取適法(中小受託法・旧下請法)の罰則について簡単にわかりやすく解説
取適法(中小受託法・旧下請法)に違反した場合の制裁には、大きく分けて、行政上の制裁、刑事罰、民事上の責任の3つがあります。
行政上の制裁
勧告
公正取引委員会は、遵守事項に違反する行為があると認めるときは、その行為をした委託事業者に対し、必要な措置をとるべきことを勧告するものとされています。勧告の内容としては、次のような例があげられています。
- 速やかにその中小受託事業者の給付を受領すること
- 代金、減じた額、遅延利息を支払うこと
- 代金の額を引き上げること
- 購入させた物を引き取るべきこと
- 不利益な取扱いをやめるべきこと
- 中小受託事業者の利益を保護するための措置をとるべきこと。
刑事罰
取適法では、次のいずれかに該当する場合には、その違反行為をした委託事業者の代表者、代理人、使用人その他の従業者に50万円以下の罰金が科されています。

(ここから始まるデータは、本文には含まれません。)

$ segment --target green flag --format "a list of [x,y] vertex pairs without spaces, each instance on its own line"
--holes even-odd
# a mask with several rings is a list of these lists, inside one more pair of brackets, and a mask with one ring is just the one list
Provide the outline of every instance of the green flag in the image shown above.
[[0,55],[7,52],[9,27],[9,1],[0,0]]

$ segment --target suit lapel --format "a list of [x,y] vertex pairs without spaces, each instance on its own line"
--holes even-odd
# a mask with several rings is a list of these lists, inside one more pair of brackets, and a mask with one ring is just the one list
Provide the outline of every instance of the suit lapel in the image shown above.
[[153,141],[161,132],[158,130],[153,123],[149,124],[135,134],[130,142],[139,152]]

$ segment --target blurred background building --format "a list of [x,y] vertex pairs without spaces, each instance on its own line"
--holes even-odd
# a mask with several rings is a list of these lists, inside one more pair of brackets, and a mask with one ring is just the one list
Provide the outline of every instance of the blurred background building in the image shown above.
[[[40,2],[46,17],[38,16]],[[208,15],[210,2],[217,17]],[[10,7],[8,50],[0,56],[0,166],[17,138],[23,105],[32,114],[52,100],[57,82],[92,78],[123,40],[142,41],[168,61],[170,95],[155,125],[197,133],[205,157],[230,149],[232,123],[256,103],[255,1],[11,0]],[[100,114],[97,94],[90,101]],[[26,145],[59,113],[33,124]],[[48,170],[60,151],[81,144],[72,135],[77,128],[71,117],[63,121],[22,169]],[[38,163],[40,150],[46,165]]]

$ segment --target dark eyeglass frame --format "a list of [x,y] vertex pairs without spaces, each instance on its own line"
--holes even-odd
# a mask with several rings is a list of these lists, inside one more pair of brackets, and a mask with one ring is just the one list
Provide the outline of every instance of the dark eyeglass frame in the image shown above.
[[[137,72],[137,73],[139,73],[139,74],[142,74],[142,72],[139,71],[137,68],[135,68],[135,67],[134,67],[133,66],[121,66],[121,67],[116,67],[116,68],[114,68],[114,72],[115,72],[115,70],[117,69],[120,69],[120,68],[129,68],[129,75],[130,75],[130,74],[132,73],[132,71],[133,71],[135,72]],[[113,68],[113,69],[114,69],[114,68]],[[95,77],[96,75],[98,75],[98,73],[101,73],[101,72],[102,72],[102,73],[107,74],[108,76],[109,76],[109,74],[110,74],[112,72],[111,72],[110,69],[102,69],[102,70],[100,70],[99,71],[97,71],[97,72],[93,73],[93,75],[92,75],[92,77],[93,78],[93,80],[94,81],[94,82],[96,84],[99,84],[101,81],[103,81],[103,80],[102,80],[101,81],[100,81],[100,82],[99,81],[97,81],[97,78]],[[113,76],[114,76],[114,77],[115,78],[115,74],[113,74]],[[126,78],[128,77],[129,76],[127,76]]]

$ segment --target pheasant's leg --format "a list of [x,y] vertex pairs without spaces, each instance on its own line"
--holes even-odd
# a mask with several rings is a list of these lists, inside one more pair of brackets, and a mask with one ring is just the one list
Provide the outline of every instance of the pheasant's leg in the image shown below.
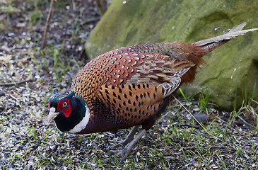
[[140,128],[140,125],[136,125],[134,127],[129,134],[128,134],[127,138],[122,142],[123,146],[127,145],[129,142],[134,140],[134,135],[137,132],[139,128]]
[[[133,128],[133,129],[130,131],[130,132],[128,134],[128,135],[127,136],[127,138],[125,138],[125,140],[122,142],[119,142],[117,144],[115,144],[115,146],[113,146],[114,147],[117,147],[118,146],[121,146],[122,145],[123,147],[124,147],[125,145],[127,145],[128,143],[129,143],[131,140],[134,140],[134,137],[135,133],[137,132],[139,128],[140,128],[141,125],[136,125]],[[117,153],[119,152],[117,151],[112,151],[112,152],[113,153]]]
[[[137,136],[133,140],[131,140],[129,144],[127,144],[127,145],[125,146],[124,149],[122,149],[119,154],[113,156],[114,160],[115,159],[119,159],[121,162],[124,159],[127,158],[128,154],[131,152],[133,147],[135,146],[137,142],[141,138],[141,137],[144,135],[146,132],[146,130],[145,129],[141,130],[141,131],[138,133]],[[110,158],[105,159],[105,162],[106,163],[110,161],[111,161]]]
[[145,129],[141,130],[141,131],[138,133],[137,136],[131,141],[127,146],[122,149],[120,153],[117,154],[116,156],[118,157],[122,157],[122,159],[126,159],[128,157],[128,154],[129,154],[135,144],[138,142],[138,141],[141,138],[143,135],[146,132]]

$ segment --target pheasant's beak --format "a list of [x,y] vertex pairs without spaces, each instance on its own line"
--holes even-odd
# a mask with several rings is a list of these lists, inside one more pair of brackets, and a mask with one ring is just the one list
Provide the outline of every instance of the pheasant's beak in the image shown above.
[[50,108],[48,116],[47,116],[47,123],[49,123],[49,122],[52,120],[54,120],[59,114],[59,112],[55,112],[56,108]]

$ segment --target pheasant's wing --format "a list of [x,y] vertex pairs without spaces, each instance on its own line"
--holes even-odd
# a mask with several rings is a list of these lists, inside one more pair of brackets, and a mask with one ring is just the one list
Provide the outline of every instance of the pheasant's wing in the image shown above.
[[180,77],[194,66],[168,55],[137,52],[120,54],[109,63],[109,74],[96,98],[106,106],[109,122],[117,129],[139,125],[157,113],[164,98],[179,86]]

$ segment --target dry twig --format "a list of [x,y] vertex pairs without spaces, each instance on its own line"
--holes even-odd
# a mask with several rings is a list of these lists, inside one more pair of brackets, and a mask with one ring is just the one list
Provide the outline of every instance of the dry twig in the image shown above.
[[35,81],[35,79],[26,79],[26,80],[22,80],[17,82],[12,82],[12,83],[5,83],[5,84],[0,84],[0,86],[16,86],[20,84],[24,84],[27,82],[32,82]]
[[43,40],[42,40],[42,44],[41,45],[41,49],[43,49],[45,47],[45,45],[46,43],[47,33],[48,28],[49,26],[49,21],[50,21],[51,14],[52,14],[52,8],[53,8],[53,6],[54,6],[54,0],[51,0],[49,11],[48,13],[48,16],[47,16],[47,21],[46,21],[46,26],[45,26],[45,28]]

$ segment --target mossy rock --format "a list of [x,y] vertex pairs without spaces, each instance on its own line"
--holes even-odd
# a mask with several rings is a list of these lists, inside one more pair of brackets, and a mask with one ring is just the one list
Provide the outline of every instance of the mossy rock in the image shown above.
[[[125,3],[124,3],[125,2]],[[123,46],[166,41],[194,42],[223,34],[243,22],[258,28],[258,1],[113,0],[86,49],[93,59]],[[188,96],[210,94],[223,109],[243,99],[258,101],[258,31],[235,38],[205,57]]]

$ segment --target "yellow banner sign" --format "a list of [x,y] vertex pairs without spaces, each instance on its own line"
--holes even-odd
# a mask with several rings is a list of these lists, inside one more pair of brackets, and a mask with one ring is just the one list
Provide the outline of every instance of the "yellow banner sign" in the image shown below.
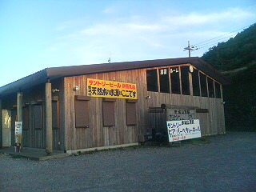
[[87,95],[137,99],[136,84],[87,78]]

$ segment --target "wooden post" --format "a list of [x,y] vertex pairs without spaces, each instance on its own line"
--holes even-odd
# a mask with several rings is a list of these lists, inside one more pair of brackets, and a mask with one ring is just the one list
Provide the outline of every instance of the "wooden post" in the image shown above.
[[53,152],[53,123],[51,105],[51,83],[48,80],[46,83],[46,152],[50,155]]
[[[21,91],[17,92],[17,122],[22,122],[22,93]],[[18,142],[16,145],[20,148],[23,148],[22,146],[22,128],[21,128],[21,134],[18,134]],[[16,132],[16,131],[15,131]],[[15,135],[16,138],[16,135]]]
[[0,98],[0,148],[2,147],[2,98]]

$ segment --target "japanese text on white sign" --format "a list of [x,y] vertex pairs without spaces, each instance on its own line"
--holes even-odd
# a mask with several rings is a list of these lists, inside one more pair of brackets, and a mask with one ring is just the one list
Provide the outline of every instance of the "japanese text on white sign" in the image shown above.
[[199,119],[167,121],[169,142],[177,142],[201,137]]

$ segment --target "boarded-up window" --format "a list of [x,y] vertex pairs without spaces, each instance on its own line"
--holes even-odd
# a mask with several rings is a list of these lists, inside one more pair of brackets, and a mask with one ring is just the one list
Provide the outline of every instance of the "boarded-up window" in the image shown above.
[[103,98],[103,126],[114,126],[114,102],[116,98]]
[[89,121],[89,101],[90,98],[76,95],[74,98],[75,127],[87,128]]
[[192,72],[192,85],[193,85],[193,95],[200,96],[200,87],[199,87],[199,76],[198,70],[194,69]]
[[207,78],[208,82],[208,93],[210,98],[214,98],[214,80]]
[[134,126],[137,124],[136,102],[137,99],[126,100],[126,125]]
[[59,128],[59,109],[58,101],[53,101],[52,102],[52,118],[53,118],[53,128]]
[[181,67],[182,75],[182,94],[190,95],[190,78],[189,78],[189,66]]
[[30,114],[28,106],[26,106],[22,108],[22,129],[30,129]]
[[207,97],[207,84],[206,84],[206,77],[205,74],[200,73],[200,85],[201,85],[201,96]]
[[178,67],[170,68],[172,94],[181,94]]
[[221,85],[217,82],[214,82],[214,86],[215,86],[215,94],[216,94],[216,98],[222,98],[222,94],[221,94]]
[[17,110],[15,109],[12,109],[11,110],[11,130],[15,130],[15,122],[18,121],[18,117],[17,117]]
[[146,71],[146,85],[148,91],[158,92],[157,70]]
[[169,70],[159,69],[160,92],[170,93]]
[[34,128],[42,129],[42,105],[33,106]]

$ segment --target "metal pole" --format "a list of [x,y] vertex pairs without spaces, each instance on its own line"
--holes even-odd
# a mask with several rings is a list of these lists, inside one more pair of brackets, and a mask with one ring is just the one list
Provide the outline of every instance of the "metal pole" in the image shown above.
[[0,98],[0,147],[2,147],[2,98]]
[[48,80],[46,83],[46,152],[50,155],[53,152],[53,123],[51,104],[51,83]]

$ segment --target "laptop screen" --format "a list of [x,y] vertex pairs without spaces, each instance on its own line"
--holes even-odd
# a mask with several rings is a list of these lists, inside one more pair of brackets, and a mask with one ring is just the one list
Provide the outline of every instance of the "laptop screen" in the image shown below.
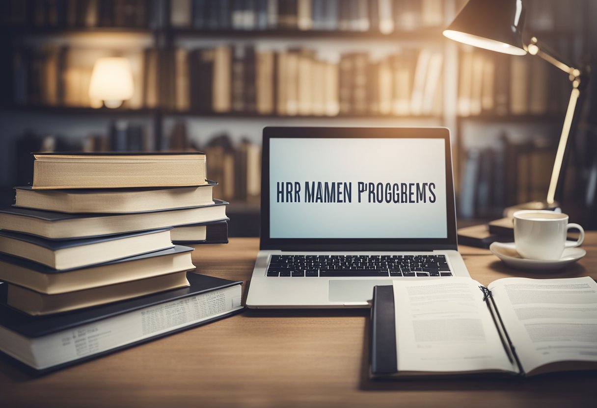
[[272,138],[269,237],[448,237],[445,149],[443,138]]

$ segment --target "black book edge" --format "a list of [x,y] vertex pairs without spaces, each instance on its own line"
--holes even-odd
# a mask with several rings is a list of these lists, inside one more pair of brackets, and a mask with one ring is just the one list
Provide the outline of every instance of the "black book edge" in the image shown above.
[[[193,275],[198,275],[199,276],[197,277],[191,277]],[[205,280],[207,279],[208,280],[213,281],[213,280],[216,280],[219,282],[216,285],[213,285],[213,286],[211,286],[209,288],[204,288],[203,289],[194,290],[193,292],[190,292],[190,290],[193,289],[194,285],[199,285],[195,284],[193,281],[195,280],[201,279],[202,278],[203,280]],[[0,324],[4,326],[5,329],[13,331],[21,336],[30,338],[35,338],[51,335],[62,330],[70,330],[74,327],[78,327],[81,324],[88,324],[100,320],[103,320],[110,317],[119,316],[124,313],[134,311],[136,310],[139,310],[140,309],[144,309],[147,307],[198,295],[207,293],[215,290],[220,290],[227,288],[235,286],[238,285],[242,285],[242,282],[241,281],[230,280],[229,279],[217,278],[208,275],[199,275],[199,274],[196,274],[192,271],[189,271],[187,272],[187,279],[189,279],[189,281],[190,283],[190,286],[171,289],[156,293],[146,295],[139,298],[134,298],[118,302],[113,302],[105,305],[100,305],[93,307],[78,309],[76,310],[48,315],[46,316],[31,316],[10,308],[10,307],[8,306],[6,304],[7,290],[7,285],[5,284],[2,284],[0,285],[0,293],[1,293],[1,296],[0,297],[2,298],[2,301],[0,302],[0,305],[2,305],[2,307],[0,308],[8,308],[10,310],[11,314],[19,315],[19,316],[21,316],[22,319],[27,321],[21,322],[17,327],[16,327],[14,324],[11,324],[10,323],[7,324],[5,322],[5,324],[0,323]],[[99,311],[101,314],[97,314],[98,311]],[[6,316],[4,316],[3,318],[4,319],[11,319],[10,316],[7,317]],[[65,318],[72,319],[69,321],[69,322],[64,323],[63,321]],[[73,319],[74,319],[74,320],[73,320]],[[40,329],[35,329],[35,327],[32,328],[32,326],[39,325],[39,322],[42,322],[41,326],[43,326],[44,320],[50,320],[51,324],[48,325],[48,322],[46,322],[46,327],[42,327]]]
[[383,376],[398,372],[393,286],[373,288],[371,342],[371,376]]
[[214,317],[210,317],[205,320],[202,320],[201,322],[199,322],[198,323],[192,324],[189,324],[189,326],[185,326],[184,327],[179,327],[178,329],[175,329],[169,332],[166,332],[165,333],[161,333],[160,334],[156,335],[155,336],[152,336],[151,337],[148,337],[146,339],[142,339],[141,340],[138,340],[137,341],[135,341],[132,343],[128,343],[128,344],[125,344],[124,345],[119,346],[115,348],[110,348],[110,350],[102,351],[101,353],[99,353],[96,354],[92,354],[91,356],[87,356],[81,358],[73,360],[70,361],[67,361],[66,363],[63,363],[62,364],[60,364],[56,366],[53,366],[52,367],[49,367],[48,368],[43,369],[42,370],[37,370],[33,368],[33,367],[31,367],[30,366],[25,364],[23,361],[15,358],[7,354],[4,352],[0,351],[0,356],[4,357],[9,361],[11,361],[14,363],[16,363],[17,365],[20,366],[21,368],[23,368],[25,371],[28,372],[29,374],[31,374],[35,376],[45,375],[46,374],[58,371],[59,370],[61,370],[63,368],[66,368],[66,367],[69,367],[70,366],[74,366],[78,364],[81,364],[82,363],[85,363],[86,361],[91,361],[92,360],[95,360],[96,358],[99,358],[100,357],[104,357],[104,356],[107,356],[108,354],[110,354],[114,353],[118,353],[119,351],[121,351],[121,350],[124,350],[127,348],[130,348],[131,347],[134,347],[135,346],[142,344],[143,343],[149,342],[150,341],[153,341],[154,340],[157,340],[158,339],[161,338],[162,337],[165,337],[167,336],[170,336],[170,335],[180,333],[181,332],[183,332],[184,330],[187,330],[190,329],[193,329],[194,327],[196,327],[199,326],[203,326],[204,324],[207,324],[207,323],[210,323],[213,322],[216,322],[217,320],[223,319],[225,317],[229,317],[230,316],[234,316],[235,314],[238,314],[238,313],[242,312],[243,311],[244,311],[244,310],[245,310],[244,306],[239,307],[238,308],[233,309],[232,310],[230,310],[230,311],[228,311],[224,313],[224,314],[219,316],[216,316]]
[[205,239],[202,241],[173,241],[172,243],[177,245],[201,245],[204,244],[228,243],[228,239]]

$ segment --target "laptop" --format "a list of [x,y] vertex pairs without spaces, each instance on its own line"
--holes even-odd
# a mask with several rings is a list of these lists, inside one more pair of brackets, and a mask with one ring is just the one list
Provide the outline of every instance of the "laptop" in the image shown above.
[[450,131],[267,127],[253,308],[368,307],[392,280],[469,276]]

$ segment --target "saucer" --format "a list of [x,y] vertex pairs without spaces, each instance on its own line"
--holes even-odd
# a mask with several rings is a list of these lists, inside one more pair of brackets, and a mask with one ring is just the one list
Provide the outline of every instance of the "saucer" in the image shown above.
[[556,261],[546,261],[522,258],[516,252],[513,242],[493,242],[490,245],[489,249],[494,255],[507,265],[519,269],[543,270],[560,269],[568,264],[576,262],[587,254],[587,251],[578,247],[565,248],[560,259]]

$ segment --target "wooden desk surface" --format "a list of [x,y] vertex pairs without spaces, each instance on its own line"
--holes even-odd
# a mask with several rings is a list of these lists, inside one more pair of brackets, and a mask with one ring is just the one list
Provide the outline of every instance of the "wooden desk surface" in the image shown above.
[[[199,271],[249,279],[255,238],[198,246]],[[484,285],[506,276],[597,278],[597,232],[562,271],[523,273],[461,248]],[[246,283],[245,283],[246,285]],[[246,291],[247,288],[245,288]],[[246,292],[245,292],[246,293]],[[34,378],[0,360],[2,407],[597,406],[597,374],[487,380],[369,379],[366,310],[252,311]]]

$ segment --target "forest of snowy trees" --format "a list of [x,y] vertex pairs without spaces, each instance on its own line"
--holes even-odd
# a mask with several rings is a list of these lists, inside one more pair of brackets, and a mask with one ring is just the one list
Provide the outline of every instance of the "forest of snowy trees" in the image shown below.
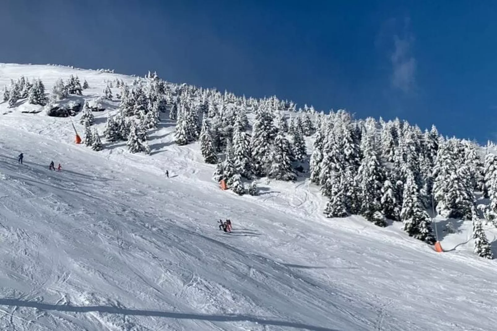
[[[60,80],[51,99],[81,95],[88,87],[77,77]],[[198,142],[205,162],[215,165],[214,180],[224,180],[237,194],[257,195],[255,181],[261,177],[307,177],[326,199],[328,217],[361,215],[380,227],[388,220],[401,222],[410,236],[432,245],[427,210],[433,209],[444,217],[472,221],[476,253],[493,258],[480,214],[497,226],[497,157],[482,157],[473,142],[444,137],[434,126],[423,132],[398,119],[356,120],[343,110],[297,109],[276,97],[247,98],[166,83],[155,73],[131,85],[107,82],[103,94],[111,100],[111,88],[120,89],[119,110],[107,117],[102,135],[109,142],[126,141],[131,153],[150,154],[148,131],[158,128],[161,117],[167,118],[175,121],[176,143]],[[21,77],[3,94],[11,106],[23,97],[45,104],[41,81]],[[85,103],[82,112],[84,143],[102,149],[100,134],[91,129],[92,110]],[[488,206],[477,206],[477,198],[489,199]]]

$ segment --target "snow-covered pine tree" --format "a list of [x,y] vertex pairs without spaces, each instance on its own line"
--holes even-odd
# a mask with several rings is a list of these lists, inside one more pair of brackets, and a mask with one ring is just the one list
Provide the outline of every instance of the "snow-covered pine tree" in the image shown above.
[[7,88],[6,86],[3,86],[3,95],[2,97],[2,100],[3,100],[4,102],[6,102],[8,101],[9,98],[10,98],[10,90]]
[[394,162],[394,151],[397,146],[391,122],[385,123],[382,128],[380,135],[381,155],[383,159],[387,162]]
[[278,112],[277,115],[278,122],[278,128],[281,132],[288,132],[288,124],[287,122],[286,118],[283,112]]
[[143,126],[145,129],[151,129],[157,128],[159,123],[158,115],[159,111],[156,112],[153,109],[152,111],[148,112],[143,119]]
[[274,132],[271,114],[259,110],[255,115],[250,141],[253,169],[257,176],[266,175],[270,167],[271,145],[274,140]]
[[117,141],[120,138],[119,125],[116,123],[114,116],[109,116],[107,118],[103,135],[107,141]]
[[224,165],[222,161],[220,160],[218,162],[217,165],[216,166],[216,170],[212,175],[212,179],[218,183],[221,182],[221,180],[223,179],[226,180],[226,177],[224,175]]
[[343,173],[333,172],[327,180],[323,189],[325,192],[323,195],[328,197],[324,213],[327,217],[344,217],[348,216],[344,192],[345,183],[343,182]]
[[494,258],[494,254],[490,244],[487,238],[485,231],[483,230],[482,221],[478,217],[478,213],[474,208],[472,219],[473,238],[475,239],[475,253],[481,258],[492,260]]
[[105,86],[105,88],[103,90],[103,93],[105,95],[105,98],[111,100],[114,96],[112,95],[112,91],[110,90],[110,88],[107,85]]
[[381,189],[385,178],[383,165],[380,160],[378,148],[371,133],[366,133],[363,139],[364,158],[356,176],[361,201],[361,214],[378,226],[386,226],[384,219],[379,219],[377,211],[381,211]]
[[417,185],[412,172],[407,175],[404,186],[401,219],[404,230],[410,237],[430,245],[435,243],[431,226],[431,219],[419,199]]
[[425,155],[432,164],[435,163],[437,152],[438,151],[440,135],[435,126],[431,126],[431,130],[424,132],[424,147]]
[[226,184],[231,189],[231,186],[233,184],[233,181],[236,179],[235,175],[239,174],[233,164],[233,154],[230,148],[228,148],[226,151],[226,158],[223,164],[223,169]]
[[291,133],[291,155],[296,161],[303,161],[307,157],[306,141],[299,130],[294,130]]
[[279,132],[274,139],[271,151],[272,164],[269,170],[269,177],[283,181],[295,180],[297,176],[292,168],[291,153],[290,143]]
[[40,79],[36,79],[28,95],[28,102],[33,105],[45,106],[46,98],[45,96],[45,85]]
[[15,103],[17,102],[20,97],[19,84],[15,83],[13,85],[11,85],[8,96],[8,107],[11,108],[14,107]]
[[233,132],[233,163],[241,176],[250,179],[253,177],[250,158],[250,139],[237,120]]
[[491,187],[493,181],[492,178],[495,176],[497,176],[497,158],[495,155],[491,153],[487,152],[485,155],[485,161],[483,166],[484,181],[485,186],[483,188],[483,193],[484,198],[488,198],[492,193]]
[[85,102],[83,105],[83,110],[82,112],[83,114],[80,123],[82,124],[87,123],[88,125],[93,125],[95,123],[95,116],[93,116],[93,112],[88,107],[88,104]]
[[126,145],[130,153],[144,152],[145,154],[150,154],[150,147],[146,140],[142,137],[143,132],[141,132],[139,125],[136,121],[131,122],[129,134]]
[[230,188],[239,196],[243,196],[246,193],[245,188],[242,181],[242,176],[240,176],[240,174],[235,174],[232,178]]
[[204,117],[200,130],[200,150],[206,163],[215,164],[218,162],[217,155],[212,143],[212,136],[209,129],[207,118]]
[[90,125],[87,122],[85,122],[84,124],[84,144],[86,146],[91,146],[93,143],[93,134],[91,133],[91,129],[90,128]]
[[29,95],[29,92],[31,92],[31,90],[32,88],[33,84],[30,83],[29,81],[27,79],[26,79],[24,82],[24,88],[21,91],[21,98],[22,99],[27,98],[28,96]]
[[482,188],[482,168],[483,162],[477,150],[478,146],[471,141],[463,140],[462,144],[464,148],[464,164],[468,167],[469,171],[470,181],[473,188],[478,190]]
[[200,133],[200,128],[198,125],[198,108],[197,106],[188,103],[187,107],[184,110],[186,116],[187,136],[189,141],[194,141],[198,139]]
[[292,134],[296,130],[295,127],[295,118],[290,116],[290,120],[288,122],[288,130],[287,132],[289,134]]
[[67,97],[69,92],[67,87],[62,78],[59,78],[52,89],[52,98],[56,101],[63,100]]
[[27,97],[27,94],[24,94],[24,88],[26,85],[26,78],[24,76],[17,79],[17,86],[19,87],[19,98],[24,99]]
[[255,181],[252,182],[248,187],[248,194],[253,196],[259,195],[259,189]]
[[311,181],[314,184],[319,183],[319,178],[321,173],[321,162],[323,161],[323,147],[324,142],[325,127],[320,127],[316,134],[314,148],[311,155],[310,161],[311,171]]
[[458,142],[450,139],[438,150],[433,168],[433,199],[437,211],[444,217],[471,219],[474,203],[468,167],[455,155]]
[[93,129],[91,134],[91,140],[93,140],[91,143],[91,149],[96,151],[102,150],[103,148],[102,140],[100,140],[100,136],[98,135],[98,132],[97,131],[96,129]]
[[395,187],[387,180],[381,189],[381,206],[385,217],[394,221],[400,220],[400,208],[395,194]]
[[178,119],[176,121],[176,128],[174,130],[174,140],[180,146],[188,143],[188,128],[184,112],[178,114]]
[[304,135],[309,136],[314,132],[314,125],[312,120],[311,119],[310,113],[305,113],[304,118],[302,119],[302,125],[303,126],[303,131]]

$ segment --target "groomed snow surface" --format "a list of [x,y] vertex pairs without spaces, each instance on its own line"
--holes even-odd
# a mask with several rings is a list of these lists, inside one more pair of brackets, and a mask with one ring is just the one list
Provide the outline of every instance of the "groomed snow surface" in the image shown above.
[[[0,88],[24,75],[49,92],[70,74],[87,80],[85,98],[133,79],[0,65]],[[437,253],[398,223],[324,217],[306,179],[223,191],[168,120],[150,156],[123,142],[95,152],[73,142],[69,119],[21,113],[32,106],[0,104],[0,330],[496,330],[497,263],[473,254],[470,223],[440,220],[459,232],[440,231]],[[95,113],[101,132],[107,115]]]

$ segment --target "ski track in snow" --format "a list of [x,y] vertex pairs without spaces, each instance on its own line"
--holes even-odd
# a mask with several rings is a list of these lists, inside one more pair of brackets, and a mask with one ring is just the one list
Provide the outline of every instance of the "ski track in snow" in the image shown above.
[[[71,73],[95,95],[104,79],[132,80],[0,65],[0,87],[24,74],[50,90]],[[76,145],[68,119],[0,116],[0,329],[495,329],[496,262],[470,244],[439,254],[397,224],[325,218],[308,180],[262,179],[255,197],[222,191],[196,144],[174,145],[170,121],[161,125],[147,156]],[[446,247],[467,239],[446,237]]]

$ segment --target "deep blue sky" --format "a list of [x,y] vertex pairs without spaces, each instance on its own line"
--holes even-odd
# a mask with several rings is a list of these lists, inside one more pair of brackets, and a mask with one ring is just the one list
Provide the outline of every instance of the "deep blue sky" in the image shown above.
[[174,82],[497,140],[495,1],[1,4],[1,62],[155,70]]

- 中小受託事業者に対して法定の明示すべき事項を明示しなかったとき
- 中小受託事業者から求められた法定の書面を交付しなかったとき
- 法定の書類・電磁的記録の作成、保存をせず、又は虚偽の書類・電磁的記録を作成したとき
また、次の違反行為をした者にも50万円以下の罰金が科されています。
- 公正取引委員会等の要請に対して報告をせず、虚偽の報告をし、又は検査を拒み、妨げ、忌避したとき
民事上の責任
取適法は、国が事業者に対する規制や罰則を定める法律であるため、委託事業者が取適法に違反したからといって、ただちに委託事業者が中小受託事業者に対する民事上の責任を負うことになるとは限りません。
ただし、委託事業者の取適法への違反が民法上の不法行為に該当するものとして中小受託事業者に対する損害賠償責任を負う可能性や、取適法に違反した委託事業者と中小受託事業者間の契約が公序良俗に反するものとして無効にされる可能性も否定できません。